Low and Behold is about an uninspired young man who takes a job doing insurance
claims on hurricane damaged houses in New Orleans- his life is dramatically altered when he's forced to deal with the mass destruction and loss that surrounds him.
HOW IT CAME TO BE...
In some sense, everyone already knows the story: a hurricane hits the coastal U.S. People die. Houses are lost. Lives are completely rearranged. Some leave town to make a new start and some stay to pick up the pieces. Low and Behold not only explores this complex terrain; it was born out of it. In late August 2005, Hurricane Katrina wiped out the Gulf Coast. Barlow Jacobs lived in New Orleans and evacuated to his childhood home of Chattanooga, Tennesse. Like the rest of the city, he began to put the pieces back together. During that time, a family friend approached him about working as an insurance claims adjuster. He took the position and worked for several months in the Gulf Coast, immersing himself in the culture of the post-hurricane Coastal South. Immediately aware of the potential, Barlow began working on a script that tells the story of a young man from Tennessee who goes to do insurance claims in a city just devastated by a hurricane.

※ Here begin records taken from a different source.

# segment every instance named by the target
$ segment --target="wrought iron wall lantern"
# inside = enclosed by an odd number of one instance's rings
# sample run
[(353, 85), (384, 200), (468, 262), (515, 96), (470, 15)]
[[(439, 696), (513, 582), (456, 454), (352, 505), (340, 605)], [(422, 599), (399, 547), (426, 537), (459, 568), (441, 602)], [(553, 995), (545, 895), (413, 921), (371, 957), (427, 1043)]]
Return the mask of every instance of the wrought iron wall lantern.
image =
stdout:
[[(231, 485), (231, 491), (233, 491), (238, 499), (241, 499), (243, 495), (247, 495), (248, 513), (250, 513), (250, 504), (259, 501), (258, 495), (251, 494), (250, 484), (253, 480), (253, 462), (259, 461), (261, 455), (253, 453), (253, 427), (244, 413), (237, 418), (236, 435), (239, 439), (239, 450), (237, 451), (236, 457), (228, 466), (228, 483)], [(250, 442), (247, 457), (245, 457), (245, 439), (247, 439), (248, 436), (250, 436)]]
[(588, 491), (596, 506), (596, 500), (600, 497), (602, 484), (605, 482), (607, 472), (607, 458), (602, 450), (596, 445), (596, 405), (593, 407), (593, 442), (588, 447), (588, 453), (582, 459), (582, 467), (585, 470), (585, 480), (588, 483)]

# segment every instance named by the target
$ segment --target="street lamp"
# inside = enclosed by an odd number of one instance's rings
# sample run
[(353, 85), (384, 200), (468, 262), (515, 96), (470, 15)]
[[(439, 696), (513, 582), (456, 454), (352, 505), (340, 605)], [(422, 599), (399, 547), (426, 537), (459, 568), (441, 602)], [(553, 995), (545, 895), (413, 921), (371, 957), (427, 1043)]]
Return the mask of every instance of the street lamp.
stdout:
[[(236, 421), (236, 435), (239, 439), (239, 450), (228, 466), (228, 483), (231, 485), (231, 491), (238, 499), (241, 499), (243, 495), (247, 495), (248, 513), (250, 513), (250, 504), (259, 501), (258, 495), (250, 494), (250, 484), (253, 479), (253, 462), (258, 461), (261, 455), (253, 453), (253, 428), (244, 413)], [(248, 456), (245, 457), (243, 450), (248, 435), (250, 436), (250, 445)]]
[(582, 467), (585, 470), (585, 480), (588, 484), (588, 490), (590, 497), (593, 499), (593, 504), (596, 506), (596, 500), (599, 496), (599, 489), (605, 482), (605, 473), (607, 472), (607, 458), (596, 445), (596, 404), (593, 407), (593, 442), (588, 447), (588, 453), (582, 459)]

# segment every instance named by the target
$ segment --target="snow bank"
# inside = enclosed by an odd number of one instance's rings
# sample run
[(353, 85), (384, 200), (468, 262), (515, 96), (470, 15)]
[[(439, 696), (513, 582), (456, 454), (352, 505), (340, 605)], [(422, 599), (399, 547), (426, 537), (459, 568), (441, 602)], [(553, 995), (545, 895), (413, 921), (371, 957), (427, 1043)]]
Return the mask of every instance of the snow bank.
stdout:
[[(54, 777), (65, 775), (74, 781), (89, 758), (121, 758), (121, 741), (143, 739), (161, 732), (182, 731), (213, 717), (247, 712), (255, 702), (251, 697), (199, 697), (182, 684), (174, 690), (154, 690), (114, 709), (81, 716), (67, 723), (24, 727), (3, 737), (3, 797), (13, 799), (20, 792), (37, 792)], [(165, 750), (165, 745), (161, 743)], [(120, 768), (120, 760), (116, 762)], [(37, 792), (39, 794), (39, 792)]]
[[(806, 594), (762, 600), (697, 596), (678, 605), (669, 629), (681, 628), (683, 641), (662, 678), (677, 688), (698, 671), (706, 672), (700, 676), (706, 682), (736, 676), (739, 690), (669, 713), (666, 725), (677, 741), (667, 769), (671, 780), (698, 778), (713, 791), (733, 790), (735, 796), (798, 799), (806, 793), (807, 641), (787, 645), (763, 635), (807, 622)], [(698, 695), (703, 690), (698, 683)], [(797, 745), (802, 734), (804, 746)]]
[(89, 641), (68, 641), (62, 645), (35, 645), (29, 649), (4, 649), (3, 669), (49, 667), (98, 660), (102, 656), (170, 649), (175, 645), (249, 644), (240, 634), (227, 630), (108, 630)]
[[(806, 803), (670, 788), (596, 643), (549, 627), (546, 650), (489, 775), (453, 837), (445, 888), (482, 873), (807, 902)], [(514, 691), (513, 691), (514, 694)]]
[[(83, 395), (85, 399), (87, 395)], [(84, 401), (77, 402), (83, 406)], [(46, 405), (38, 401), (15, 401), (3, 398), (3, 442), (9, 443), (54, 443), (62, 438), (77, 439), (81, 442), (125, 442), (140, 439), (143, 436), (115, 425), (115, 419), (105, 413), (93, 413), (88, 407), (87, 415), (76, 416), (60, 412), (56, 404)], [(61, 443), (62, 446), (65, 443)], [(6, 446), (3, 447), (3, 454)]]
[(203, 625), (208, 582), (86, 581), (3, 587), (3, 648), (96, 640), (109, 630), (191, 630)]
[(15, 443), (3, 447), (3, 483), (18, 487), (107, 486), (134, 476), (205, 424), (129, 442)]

In February 2006, Barlow returned to New Orleans, with the plan of investing all the money he had made claim adjusting into a feature length film. He teamed up with Director and co-writer, Zack Godshall. Godshall is a Louisiana native growing up only two hours north of New Orleans in Lafayette. It was imperative to both Zack and Barlow that the cast and crew be from New Orleans or the Southern part of the country. They believed having a team that had felt the full impact of Katrina would aid in bringing the story to life in the most authentic way possible.
By May 2006, just eight months after Katrina had devastated New Orleans, Low and Behold went into production.